Las semillas doradas (Quinta Historia)

6:25 pm del 18 de agosto de 2016

‘Harry Desastre’ se encontraba en tremendo trancón al norte de la ciudad. ‘El escarabajo’ se recalentaba y la aguja de medición de la gasolina se acercaba al tanque de reserva. Era la hora en que los trabajadores, estudiantes y universitarios salen luego de las actividades del día.

     Cuarenta minutos después, la suerte le cambió al escapar de semejante caos para dirigirse a una gasolinera y taquear con $10.000 ‘el escarabajo’, que lanzaba bocanadas de humo blanco como un volcán.
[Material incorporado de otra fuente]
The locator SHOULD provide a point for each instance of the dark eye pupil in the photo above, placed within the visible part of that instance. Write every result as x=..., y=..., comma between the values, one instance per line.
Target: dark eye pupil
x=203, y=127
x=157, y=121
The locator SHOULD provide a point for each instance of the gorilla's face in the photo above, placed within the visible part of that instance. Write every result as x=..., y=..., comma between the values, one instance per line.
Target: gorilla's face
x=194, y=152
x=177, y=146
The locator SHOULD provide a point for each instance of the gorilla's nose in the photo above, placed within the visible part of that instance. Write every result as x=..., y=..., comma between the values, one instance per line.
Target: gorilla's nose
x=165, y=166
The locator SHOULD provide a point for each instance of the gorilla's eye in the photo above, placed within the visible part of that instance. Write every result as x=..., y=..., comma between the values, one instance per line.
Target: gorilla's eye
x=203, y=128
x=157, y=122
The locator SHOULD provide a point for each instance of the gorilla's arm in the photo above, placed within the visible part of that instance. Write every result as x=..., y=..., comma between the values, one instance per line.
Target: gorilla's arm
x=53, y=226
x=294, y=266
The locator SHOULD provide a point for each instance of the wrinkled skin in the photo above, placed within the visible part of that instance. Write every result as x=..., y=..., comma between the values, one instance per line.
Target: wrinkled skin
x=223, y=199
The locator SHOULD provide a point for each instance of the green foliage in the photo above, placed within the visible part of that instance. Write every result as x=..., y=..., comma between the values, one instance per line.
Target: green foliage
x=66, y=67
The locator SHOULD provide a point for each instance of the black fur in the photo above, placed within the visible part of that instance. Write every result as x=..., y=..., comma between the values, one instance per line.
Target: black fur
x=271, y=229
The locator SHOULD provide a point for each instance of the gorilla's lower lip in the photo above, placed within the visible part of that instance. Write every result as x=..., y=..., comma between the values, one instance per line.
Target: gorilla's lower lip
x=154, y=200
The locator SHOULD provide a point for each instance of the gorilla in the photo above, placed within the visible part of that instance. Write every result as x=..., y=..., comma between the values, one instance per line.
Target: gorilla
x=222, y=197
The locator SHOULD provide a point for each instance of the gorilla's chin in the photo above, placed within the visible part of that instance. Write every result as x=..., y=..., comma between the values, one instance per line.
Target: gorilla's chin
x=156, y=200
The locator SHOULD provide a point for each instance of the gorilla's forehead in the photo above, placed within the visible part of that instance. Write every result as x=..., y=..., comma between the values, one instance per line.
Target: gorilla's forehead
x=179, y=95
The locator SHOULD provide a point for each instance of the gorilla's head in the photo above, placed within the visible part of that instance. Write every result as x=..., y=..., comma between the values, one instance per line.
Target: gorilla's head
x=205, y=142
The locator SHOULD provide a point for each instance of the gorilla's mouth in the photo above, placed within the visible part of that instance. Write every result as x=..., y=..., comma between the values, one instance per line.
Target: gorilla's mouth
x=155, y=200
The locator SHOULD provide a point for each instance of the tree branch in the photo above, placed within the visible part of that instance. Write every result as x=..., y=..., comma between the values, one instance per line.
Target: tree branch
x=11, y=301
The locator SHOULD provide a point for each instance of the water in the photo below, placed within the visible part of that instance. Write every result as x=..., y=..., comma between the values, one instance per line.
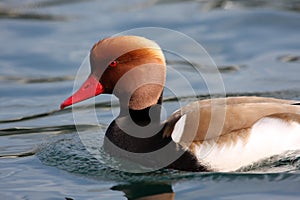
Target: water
x=254, y=43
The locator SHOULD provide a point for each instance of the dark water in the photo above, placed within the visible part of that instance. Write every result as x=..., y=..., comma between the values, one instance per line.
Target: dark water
x=255, y=44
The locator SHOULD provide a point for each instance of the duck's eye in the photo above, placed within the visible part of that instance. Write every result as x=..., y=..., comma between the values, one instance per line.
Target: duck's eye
x=113, y=63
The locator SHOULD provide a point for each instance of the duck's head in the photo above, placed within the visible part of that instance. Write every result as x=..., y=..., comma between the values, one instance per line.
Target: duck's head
x=131, y=67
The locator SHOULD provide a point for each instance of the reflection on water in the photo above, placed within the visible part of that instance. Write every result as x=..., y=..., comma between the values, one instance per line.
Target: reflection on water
x=254, y=44
x=146, y=191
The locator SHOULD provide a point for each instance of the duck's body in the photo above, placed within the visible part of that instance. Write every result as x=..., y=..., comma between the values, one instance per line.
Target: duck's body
x=210, y=135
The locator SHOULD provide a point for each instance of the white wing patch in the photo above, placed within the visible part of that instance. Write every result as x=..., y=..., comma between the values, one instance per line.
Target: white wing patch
x=268, y=137
x=178, y=129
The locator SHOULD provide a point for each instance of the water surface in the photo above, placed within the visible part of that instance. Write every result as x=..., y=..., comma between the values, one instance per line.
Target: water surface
x=255, y=44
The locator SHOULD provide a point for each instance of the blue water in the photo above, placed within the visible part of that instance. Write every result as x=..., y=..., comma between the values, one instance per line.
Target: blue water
x=255, y=44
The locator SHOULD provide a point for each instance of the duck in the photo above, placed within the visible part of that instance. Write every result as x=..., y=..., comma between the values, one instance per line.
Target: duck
x=218, y=134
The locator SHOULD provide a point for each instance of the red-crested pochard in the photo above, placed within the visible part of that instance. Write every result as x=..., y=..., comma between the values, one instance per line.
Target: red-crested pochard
x=222, y=134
     Tomó varias vías de atajo para evadir el pesado tráfico de la noche, en el que se veían filas interminables de vehículos inmóviles, y poder llegar a tiempo a la celebración del cumpleaños de su señora madre, que invitó a familiares y amigos.

     Tenía prisa porque llevaba el pudín de la cumplimentada, —envuelto en una caja de cartón en la que sobresalían las figuras de animales silvestres como la de una iguana copulando con su pareja al momento de trepar a un árbol—, que había comprado en una de las pastelerías más reconocidas de la ciudad. La abuela Clau, especialista en repostería, se había ofrecido a hacerlo, pero Harry le sugirió que mejor se dedicara a disfrutar del cumpleaños de su hija y no se preocupara por ese detalle.

     Al conducir por una vía desolada y a oscuras estacionó sobre esta ‘el escarabajo’ y descendió a vaciar los esfínteres urinarios. Se internó en un lote enmontado donde escuchó el cri-cri-cri de los grillos, seguidamente, el on-off-on off de las luciérnagas y el croar de las ranas.

     En un frondoso árbol de acacia de hojas doradas, encontró el lugar perfecto para abrir la corredera metálica del pantalón. A medida que descargaba el líquido amoniacal de la vejiga sentía un alivio placentero.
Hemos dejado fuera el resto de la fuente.